Description
So while working on PR #234 to support complex fields @cwsmith and I discussed the fact that the get/set(Scalar,Vector,Matrix) API functions are not type safe in that a Scalar/Vector/Matrix/Packed field can be passed to any of these functions as a Field*, which is then down-cast to the appropriate type. This conversion is well-defined in the case that the passed in Field* actually does point to a field of the appropriate sub-class and thus with the appropriate 'Value' type.
But static_cast
doesn't check that the down-cast is appropriate: dynamic_cast
does do this check (and would work in this case because all of the Field sub-classes are polymorphic). So that would be the appropriate change to make.

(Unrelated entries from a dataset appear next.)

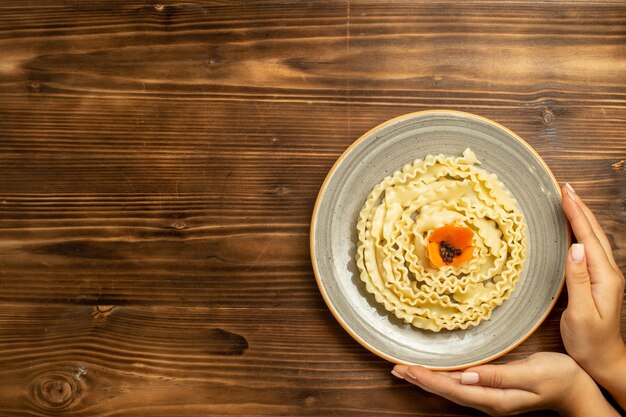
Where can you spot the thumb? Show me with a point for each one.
(577, 278)
(511, 375)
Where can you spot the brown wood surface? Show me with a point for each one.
(158, 168)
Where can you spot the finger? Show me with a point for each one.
(595, 225)
(512, 375)
(399, 371)
(578, 282)
(596, 257)
(469, 395)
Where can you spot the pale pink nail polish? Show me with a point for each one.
(578, 252)
(396, 374)
(469, 378)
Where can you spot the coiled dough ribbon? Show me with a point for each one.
(394, 227)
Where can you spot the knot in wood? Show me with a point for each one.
(179, 224)
(55, 391)
(548, 117)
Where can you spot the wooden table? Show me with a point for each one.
(158, 168)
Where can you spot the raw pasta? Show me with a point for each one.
(394, 227)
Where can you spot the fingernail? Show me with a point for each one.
(396, 374)
(469, 378)
(410, 374)
(578, 252)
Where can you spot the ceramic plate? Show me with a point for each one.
(386, 149)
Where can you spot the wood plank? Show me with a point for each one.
(106, 360)
(159, 162)
(114, 217)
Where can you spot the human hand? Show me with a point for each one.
(541, 381)
(590, 326)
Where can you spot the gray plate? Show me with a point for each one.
(387, 148)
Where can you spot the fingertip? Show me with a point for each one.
(415, 371)
(397, 374)
(470, 378)
(577, 252)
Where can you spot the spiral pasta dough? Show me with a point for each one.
(397, 221)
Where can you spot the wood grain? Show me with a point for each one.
(159, 162)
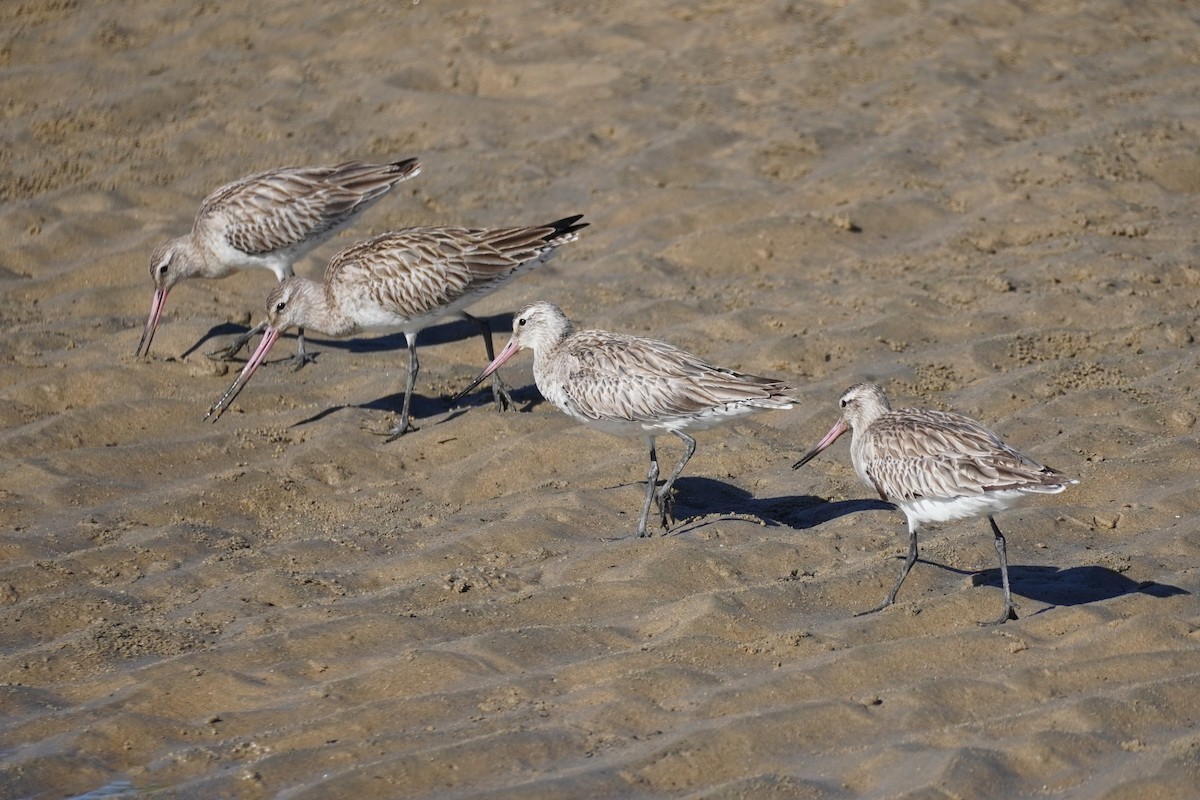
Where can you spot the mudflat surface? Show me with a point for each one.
(985, 206)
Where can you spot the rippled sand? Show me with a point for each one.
(984, 206)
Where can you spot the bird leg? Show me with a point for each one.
(499, 391)
(1002, 552)
(904, 572)
(414, 366)
(652, 479)
(665, 498)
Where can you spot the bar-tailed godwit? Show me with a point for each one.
(406, 280)
(937, 467)
(628, 385)
(268, 221)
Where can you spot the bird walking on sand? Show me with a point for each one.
(407, 280)
(268, 221)
(937, 467)
(628, 385)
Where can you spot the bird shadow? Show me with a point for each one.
(421, 409)
(216, 331)
(1048, 584)
(453, 330)
(699, 497)
(1074, 585)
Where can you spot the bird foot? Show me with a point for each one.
(665, 501)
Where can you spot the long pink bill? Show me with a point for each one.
(264, 347)
(834, 432)
(509, 350)
(156, 305)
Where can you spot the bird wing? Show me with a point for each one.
(286, 208)
(924, 453)
(417, 271)
(613, 376)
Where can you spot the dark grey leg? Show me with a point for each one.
(499, 391)
(665, 498)
(652, 479)
(904, 572)
(414, 366)
(1002, 552)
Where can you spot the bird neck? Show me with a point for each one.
(319, 310)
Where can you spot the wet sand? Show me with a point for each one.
(984, 206)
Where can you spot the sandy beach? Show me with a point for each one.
(983, 206)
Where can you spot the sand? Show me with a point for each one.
(987, 206)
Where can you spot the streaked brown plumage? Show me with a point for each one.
(407, 280)
(936, 467)
(268, 221)
(628, 385)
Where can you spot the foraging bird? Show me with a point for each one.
(628, 385)
(937, 467)
(268, 221)
(407, 280)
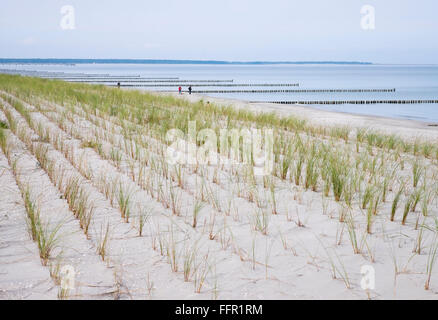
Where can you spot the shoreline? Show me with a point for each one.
(406, 128)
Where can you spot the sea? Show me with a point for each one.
(404, 82)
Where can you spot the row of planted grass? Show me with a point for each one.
(148, 107)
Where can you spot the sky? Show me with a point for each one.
(405, 31)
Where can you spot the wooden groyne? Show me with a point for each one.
(293, 90)
(352, 102)
(113, 79)
(211, 85)
(163, 81)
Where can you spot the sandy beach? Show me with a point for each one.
(340, 216)
(409, 129)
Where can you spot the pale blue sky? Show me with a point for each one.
(406, 31)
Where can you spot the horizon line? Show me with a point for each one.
(165, 61)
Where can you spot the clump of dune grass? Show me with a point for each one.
(431, 259)
(124, 201)
(103, 241)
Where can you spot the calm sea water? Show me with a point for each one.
(412, 82)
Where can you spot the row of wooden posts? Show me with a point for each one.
(352, 102)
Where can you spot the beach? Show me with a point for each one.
(347, 211)
(408, 129)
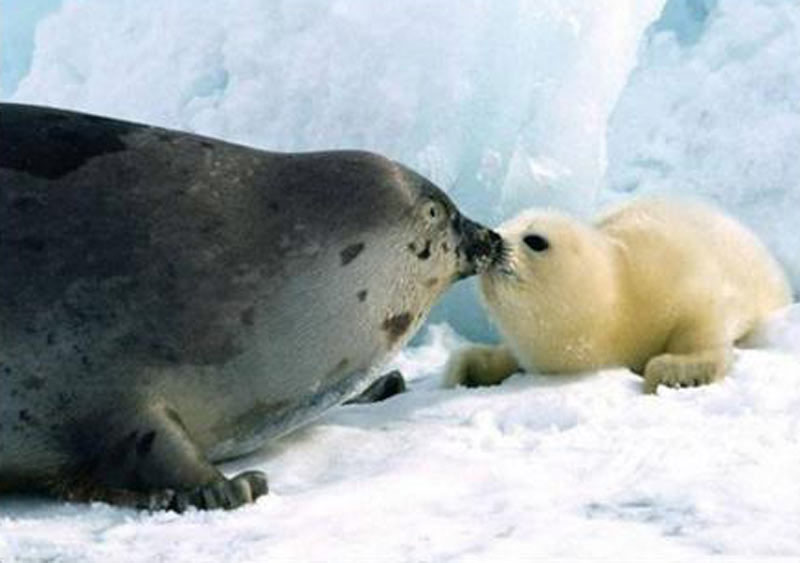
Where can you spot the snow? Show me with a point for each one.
(483, 97)
(540, 466)
(712, 109)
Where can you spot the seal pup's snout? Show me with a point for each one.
(480, 247)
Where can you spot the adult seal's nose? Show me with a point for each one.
(480, 247)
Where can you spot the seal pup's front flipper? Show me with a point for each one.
(480, 365)
(144, 457)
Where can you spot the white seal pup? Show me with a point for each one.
(665, 287)
(169, 300)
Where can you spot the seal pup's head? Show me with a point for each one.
(555, 280)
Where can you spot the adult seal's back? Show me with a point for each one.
(169, 300)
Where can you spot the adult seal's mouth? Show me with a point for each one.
(480, 249)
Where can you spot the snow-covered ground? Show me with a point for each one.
(579, 466)
(504, 104)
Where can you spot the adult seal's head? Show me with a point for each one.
(169, 300)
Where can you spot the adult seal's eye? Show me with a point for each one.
(434, 211)
(537, 243)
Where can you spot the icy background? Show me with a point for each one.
(573, 103)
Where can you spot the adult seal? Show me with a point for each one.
(168, 300)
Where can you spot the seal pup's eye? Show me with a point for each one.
(537, 243)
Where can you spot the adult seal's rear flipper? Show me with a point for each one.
(144, 457)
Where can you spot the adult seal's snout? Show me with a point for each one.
(169, 300)
(480, 246)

Of course that cast operation uses RTTI to ensure the result is actually a pointer to the correct type, but that adds overhead to these functions, which are definitely tight-loop functions, which I assume is why the static_cast
is what is currently used (though the internal call to getNodeValue
is still polymorphic so these functions can never be inlined/highly optimized, they will always require at least that one dynamic function dispatch.
In order to no add any call overhead to these functions I will be adding a PCU_DEBUG_ASSERT
against the value of field->getValueType()
to make things slighty safer and not add any overhead on optimized runs of any downstream codes, not that we ever expect this to be fast.
Now the real weirdness and the real reason for the issue:
All of these getter/setter functions call FieldOf<T>::get/setNodeValue()
which takes a pointer to the 'value' of the field, so for SCALAR
and PACKED
this is just double
but for VECTOR
and MATRIX
it is Vector3
and Matrix3x3
respectively. Inside this function the T*
argument is reinterpret_cast<double*>
(or const double*
for setting). This means the operation being performed is:
Vector3/Matrix3x3 value; // given as input
double * cmps = reinterpret_cast<double*>(value);
So we're casting a pointer to an object to a pointer to a double. The Vector3
and Matrix3x3
classes are both ultimately inherited from can::Array
. In the case of Vector3
, it makes some sense that the address of the object is also (apparently in general) the address of the array of double array inside of the object. In the Matrix3x3
case the array contains 3 Vector3
objects, each of which I imagine when layed out in memory also just consist of the length 3 double arrays they contain, so this makes some sense too.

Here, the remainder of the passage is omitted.